Can an Perron eigenvector of a non-symmetric irreducible nonnegative matrix be also a Perron eigenvector of its transpose?

Your contradiction approach will fail because the claim is not false. In terms of simple examples: consider any doubly stochastic matrix, e.g. a permutation matrix and in particular one that is not symmetric (I’d suggest the cyclic shift matrix).

Another argument for why the stated claim is false.
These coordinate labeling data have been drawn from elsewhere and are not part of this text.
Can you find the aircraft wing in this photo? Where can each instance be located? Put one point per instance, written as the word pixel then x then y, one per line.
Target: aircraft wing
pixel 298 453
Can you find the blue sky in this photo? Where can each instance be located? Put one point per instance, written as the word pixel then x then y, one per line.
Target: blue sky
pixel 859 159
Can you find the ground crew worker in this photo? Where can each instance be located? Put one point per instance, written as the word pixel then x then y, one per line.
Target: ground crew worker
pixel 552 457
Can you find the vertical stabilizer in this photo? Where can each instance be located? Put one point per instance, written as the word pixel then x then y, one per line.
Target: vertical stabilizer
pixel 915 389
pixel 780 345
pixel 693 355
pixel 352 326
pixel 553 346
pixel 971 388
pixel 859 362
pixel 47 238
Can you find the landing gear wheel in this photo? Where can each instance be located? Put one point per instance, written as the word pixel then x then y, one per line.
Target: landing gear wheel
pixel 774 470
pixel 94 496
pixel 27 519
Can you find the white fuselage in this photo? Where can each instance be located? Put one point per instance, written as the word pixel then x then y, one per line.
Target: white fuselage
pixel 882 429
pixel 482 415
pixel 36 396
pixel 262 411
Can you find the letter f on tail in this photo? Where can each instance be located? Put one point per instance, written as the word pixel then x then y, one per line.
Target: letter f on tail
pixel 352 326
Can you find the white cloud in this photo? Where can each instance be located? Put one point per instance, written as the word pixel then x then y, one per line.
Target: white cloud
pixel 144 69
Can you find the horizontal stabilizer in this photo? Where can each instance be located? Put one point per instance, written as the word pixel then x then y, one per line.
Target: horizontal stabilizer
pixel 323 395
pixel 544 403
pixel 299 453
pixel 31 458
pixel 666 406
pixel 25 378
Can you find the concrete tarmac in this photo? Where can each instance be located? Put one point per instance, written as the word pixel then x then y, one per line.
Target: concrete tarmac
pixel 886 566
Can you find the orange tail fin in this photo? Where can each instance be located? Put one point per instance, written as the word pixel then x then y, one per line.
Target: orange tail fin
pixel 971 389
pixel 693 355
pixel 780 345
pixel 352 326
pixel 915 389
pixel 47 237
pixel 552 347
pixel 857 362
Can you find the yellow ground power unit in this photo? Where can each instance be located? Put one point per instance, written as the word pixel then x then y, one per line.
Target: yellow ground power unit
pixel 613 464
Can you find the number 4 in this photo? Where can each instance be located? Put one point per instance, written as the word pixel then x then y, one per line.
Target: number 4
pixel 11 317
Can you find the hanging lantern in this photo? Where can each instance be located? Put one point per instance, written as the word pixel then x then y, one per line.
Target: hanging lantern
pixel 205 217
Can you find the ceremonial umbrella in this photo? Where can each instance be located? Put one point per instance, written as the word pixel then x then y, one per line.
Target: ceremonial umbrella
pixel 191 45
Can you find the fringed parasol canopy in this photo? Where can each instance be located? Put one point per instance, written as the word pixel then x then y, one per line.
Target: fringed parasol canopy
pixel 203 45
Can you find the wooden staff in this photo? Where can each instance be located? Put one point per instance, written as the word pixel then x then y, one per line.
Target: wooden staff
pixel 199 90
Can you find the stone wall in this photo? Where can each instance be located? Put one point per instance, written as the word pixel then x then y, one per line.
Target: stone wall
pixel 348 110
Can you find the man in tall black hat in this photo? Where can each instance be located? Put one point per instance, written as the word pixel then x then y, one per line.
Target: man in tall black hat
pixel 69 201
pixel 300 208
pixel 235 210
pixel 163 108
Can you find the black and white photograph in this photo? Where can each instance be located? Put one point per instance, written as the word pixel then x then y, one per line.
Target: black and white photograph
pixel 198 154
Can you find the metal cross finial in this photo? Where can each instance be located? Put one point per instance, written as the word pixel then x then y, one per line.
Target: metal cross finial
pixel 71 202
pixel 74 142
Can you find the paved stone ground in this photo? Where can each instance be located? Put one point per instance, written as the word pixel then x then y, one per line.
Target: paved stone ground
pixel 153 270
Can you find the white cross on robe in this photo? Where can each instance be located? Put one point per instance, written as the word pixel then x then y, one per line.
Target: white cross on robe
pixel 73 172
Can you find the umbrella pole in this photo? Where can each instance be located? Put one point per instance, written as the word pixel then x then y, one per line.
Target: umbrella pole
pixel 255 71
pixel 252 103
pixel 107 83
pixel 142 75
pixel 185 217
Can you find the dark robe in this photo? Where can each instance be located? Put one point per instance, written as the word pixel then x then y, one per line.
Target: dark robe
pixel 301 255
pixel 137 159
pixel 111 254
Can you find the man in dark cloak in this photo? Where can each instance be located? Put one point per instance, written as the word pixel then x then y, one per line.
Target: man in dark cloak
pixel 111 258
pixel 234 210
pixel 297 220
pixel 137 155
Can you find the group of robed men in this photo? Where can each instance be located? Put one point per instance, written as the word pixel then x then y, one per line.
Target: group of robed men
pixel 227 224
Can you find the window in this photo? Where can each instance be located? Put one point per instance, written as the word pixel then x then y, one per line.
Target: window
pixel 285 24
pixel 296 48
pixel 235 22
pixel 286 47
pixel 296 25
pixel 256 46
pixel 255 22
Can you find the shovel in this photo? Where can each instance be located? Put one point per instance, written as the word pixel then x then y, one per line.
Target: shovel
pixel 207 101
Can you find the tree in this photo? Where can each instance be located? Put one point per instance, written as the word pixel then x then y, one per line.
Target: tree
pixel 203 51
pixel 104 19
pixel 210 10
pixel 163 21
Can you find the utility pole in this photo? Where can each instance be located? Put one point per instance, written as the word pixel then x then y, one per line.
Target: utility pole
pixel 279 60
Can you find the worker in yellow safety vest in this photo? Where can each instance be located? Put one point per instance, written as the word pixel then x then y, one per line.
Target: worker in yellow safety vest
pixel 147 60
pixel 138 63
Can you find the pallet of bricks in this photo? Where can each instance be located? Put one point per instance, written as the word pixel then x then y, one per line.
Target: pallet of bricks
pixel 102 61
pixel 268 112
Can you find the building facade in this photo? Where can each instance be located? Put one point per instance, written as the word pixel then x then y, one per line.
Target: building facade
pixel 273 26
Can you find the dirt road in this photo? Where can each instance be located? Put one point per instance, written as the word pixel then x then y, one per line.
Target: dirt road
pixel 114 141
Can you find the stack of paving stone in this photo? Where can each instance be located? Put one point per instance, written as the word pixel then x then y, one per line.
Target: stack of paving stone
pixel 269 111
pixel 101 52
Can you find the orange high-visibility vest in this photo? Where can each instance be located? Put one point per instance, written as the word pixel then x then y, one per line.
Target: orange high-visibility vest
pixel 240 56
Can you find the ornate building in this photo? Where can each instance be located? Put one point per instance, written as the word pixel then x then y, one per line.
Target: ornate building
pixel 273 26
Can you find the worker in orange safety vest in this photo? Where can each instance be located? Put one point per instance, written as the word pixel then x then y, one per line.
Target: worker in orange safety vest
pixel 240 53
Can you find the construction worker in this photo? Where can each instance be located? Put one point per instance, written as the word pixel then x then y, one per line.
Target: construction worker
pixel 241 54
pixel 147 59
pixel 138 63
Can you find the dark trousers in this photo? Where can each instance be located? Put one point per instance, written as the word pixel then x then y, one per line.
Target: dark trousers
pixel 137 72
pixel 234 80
The space of $n \times n$ irreducible Perron matrices $X$ has dimension $n^2$ (if you want, restrict yourself to positive matrices).

Fix $\rho >0$ and $p$ a positive vector. The space of $n \times n$ irreducible Perron matrices $X$ such that $Xp = \rho p$ has dimension $n^2-n$ (we have n linear equations to check).

The space of $n \times n$ irreducible Perron matrices $X$ such that $Xp = \rho p$ and $p^t X = \rho p^t$ has dimension $n^2-2n+1 = (n-1)^2$ (we have $n$ more linear equations to check, the last one being redundant).

The space $n \times n$ irreducible symmetric Perron matrices $X$ such that $Xp = \rho p$ is included in the later, and has dimension $n(n+1)/2-n = n(n-1)/2$. If $n>2$, then $n(n-1)/2 < (n-1)^2$, so that there are non-symmetric Perron matrices with main eigenvector $p$ and main eigen-covector $p^t$.